Approvato dal Consiglio regionale Ordine del Giorno alla legge regionale relativa al Centenario della prima guerra mondiale. Nel merito è intervenuto il firmatario Fabio Rolfi: “Ritengo – afferma Rolfi – che l’importanza di commemorare i funesti avvenimenti della Grande guerra debba essere accompagnata da un’adeguata valorizzazione del grande patrimonio storico connesso al conflitto e presente sul territorio lombardo, soprattutto nelle zone di montagna che sono state teatro della cosiddetta Guerra bianca.

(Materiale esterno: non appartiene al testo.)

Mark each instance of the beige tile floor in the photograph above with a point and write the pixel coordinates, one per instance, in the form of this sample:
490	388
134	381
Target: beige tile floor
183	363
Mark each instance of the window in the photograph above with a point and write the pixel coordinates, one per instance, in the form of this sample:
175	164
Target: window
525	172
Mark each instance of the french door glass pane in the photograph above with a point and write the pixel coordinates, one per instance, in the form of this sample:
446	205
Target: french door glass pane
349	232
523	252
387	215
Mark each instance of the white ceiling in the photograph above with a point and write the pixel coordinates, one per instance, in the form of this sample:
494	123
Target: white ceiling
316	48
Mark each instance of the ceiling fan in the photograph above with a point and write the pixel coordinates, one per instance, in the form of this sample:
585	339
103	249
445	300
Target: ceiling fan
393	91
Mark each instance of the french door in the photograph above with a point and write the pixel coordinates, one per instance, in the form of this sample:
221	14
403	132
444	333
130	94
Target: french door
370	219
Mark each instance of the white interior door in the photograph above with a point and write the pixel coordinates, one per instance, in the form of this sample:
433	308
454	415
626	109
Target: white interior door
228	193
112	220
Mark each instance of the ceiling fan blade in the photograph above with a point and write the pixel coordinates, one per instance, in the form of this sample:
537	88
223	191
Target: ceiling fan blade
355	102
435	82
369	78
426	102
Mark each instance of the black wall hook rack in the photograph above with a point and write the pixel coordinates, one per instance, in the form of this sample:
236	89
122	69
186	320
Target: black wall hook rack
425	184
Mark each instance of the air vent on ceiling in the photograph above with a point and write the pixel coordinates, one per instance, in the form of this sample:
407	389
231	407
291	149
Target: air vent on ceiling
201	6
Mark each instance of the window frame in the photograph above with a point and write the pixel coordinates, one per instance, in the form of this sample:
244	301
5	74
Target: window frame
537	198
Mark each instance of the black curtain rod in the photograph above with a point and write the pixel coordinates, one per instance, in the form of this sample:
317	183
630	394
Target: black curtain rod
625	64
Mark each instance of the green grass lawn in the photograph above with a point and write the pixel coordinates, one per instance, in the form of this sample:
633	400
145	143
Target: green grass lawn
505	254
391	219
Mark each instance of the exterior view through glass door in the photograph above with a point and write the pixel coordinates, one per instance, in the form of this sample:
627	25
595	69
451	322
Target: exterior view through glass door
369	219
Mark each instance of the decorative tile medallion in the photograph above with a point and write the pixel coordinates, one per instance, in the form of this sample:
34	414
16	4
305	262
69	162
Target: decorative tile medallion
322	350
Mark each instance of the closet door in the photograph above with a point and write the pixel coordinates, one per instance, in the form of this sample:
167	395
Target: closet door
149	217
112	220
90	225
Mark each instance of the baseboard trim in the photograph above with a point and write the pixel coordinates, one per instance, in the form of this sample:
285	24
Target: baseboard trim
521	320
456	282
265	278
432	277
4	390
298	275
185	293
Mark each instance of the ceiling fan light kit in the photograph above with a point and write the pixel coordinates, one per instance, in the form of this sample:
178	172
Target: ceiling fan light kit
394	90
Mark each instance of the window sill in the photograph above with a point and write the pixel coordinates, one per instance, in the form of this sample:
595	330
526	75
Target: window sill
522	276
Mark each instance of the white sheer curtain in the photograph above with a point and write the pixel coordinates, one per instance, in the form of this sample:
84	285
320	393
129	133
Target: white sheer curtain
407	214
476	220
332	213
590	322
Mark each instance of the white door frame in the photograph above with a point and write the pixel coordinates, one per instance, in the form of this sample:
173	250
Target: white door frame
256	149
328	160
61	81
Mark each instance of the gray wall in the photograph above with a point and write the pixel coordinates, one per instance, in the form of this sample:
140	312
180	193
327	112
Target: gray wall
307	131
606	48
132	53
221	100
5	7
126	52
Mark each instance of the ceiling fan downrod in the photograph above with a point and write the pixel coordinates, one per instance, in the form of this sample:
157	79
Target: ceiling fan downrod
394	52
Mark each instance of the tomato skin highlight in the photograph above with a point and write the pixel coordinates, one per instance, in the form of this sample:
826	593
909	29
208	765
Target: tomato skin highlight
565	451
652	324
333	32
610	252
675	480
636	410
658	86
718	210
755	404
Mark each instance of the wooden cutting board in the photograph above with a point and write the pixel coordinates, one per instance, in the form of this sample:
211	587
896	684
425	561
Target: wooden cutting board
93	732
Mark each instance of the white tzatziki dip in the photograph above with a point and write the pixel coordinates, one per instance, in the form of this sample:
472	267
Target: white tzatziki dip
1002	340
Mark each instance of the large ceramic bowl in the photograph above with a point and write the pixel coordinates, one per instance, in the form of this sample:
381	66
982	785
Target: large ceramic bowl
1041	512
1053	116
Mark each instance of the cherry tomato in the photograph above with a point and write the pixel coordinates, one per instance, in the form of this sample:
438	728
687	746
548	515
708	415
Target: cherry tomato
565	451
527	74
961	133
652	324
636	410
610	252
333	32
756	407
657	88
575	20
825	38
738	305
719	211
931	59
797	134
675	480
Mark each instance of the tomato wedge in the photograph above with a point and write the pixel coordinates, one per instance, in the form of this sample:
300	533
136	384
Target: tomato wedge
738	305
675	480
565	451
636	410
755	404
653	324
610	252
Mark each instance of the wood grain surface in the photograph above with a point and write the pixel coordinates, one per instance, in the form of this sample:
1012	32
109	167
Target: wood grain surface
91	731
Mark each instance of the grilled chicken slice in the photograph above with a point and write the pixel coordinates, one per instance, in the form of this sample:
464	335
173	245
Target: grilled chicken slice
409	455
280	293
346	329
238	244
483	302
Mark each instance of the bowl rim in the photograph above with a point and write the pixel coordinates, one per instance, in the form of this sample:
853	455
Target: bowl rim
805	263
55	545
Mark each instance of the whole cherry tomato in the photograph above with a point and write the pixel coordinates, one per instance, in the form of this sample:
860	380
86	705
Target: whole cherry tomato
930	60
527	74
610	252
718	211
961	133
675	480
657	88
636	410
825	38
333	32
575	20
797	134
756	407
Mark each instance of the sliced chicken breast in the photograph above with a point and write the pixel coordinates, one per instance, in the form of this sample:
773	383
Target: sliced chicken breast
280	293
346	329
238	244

Noi crediamo che i luoghi della grande guerra, che comprendono trincee, teatri delle battaglie, musei, rappresentino percorsi che già oggi suscitano un grande interesse culturale e che, se adeguatamente valorizzati, possano dare ancora di più, in particolare in vista del grande afflusso di persone che Expo 2015 sicuramente porterà”  Si tratta di un’occasione di conoscenza dei luoghi della nostra Lombardia che in questo ambito possono offrire un grande interesse culturale. “È importante inoltre – prosegue l’esponente bresciano del Carroccio – favorire la promozione didattica degli eventi per mantenere viva e vegeta la memoria, stimolando la coscienza collettiva, per fare in modo che anche i ragazzi più giovani possano sapere cosa è stata la Grande guerra e ciò che ha comportato in termini di vite umane”. In quest’ottica saranno creati una serie di itinerari turistico – culturali, avvalendosi anche della professionalità del comitato scientifico previsto dalla legge approvata in data odierna, con lo scopo di permettere la piena fruizione dei luoghi della guerra. Le risorse disponibili sono comunque limitata,  rispetto al altre realtà, come il Trentino.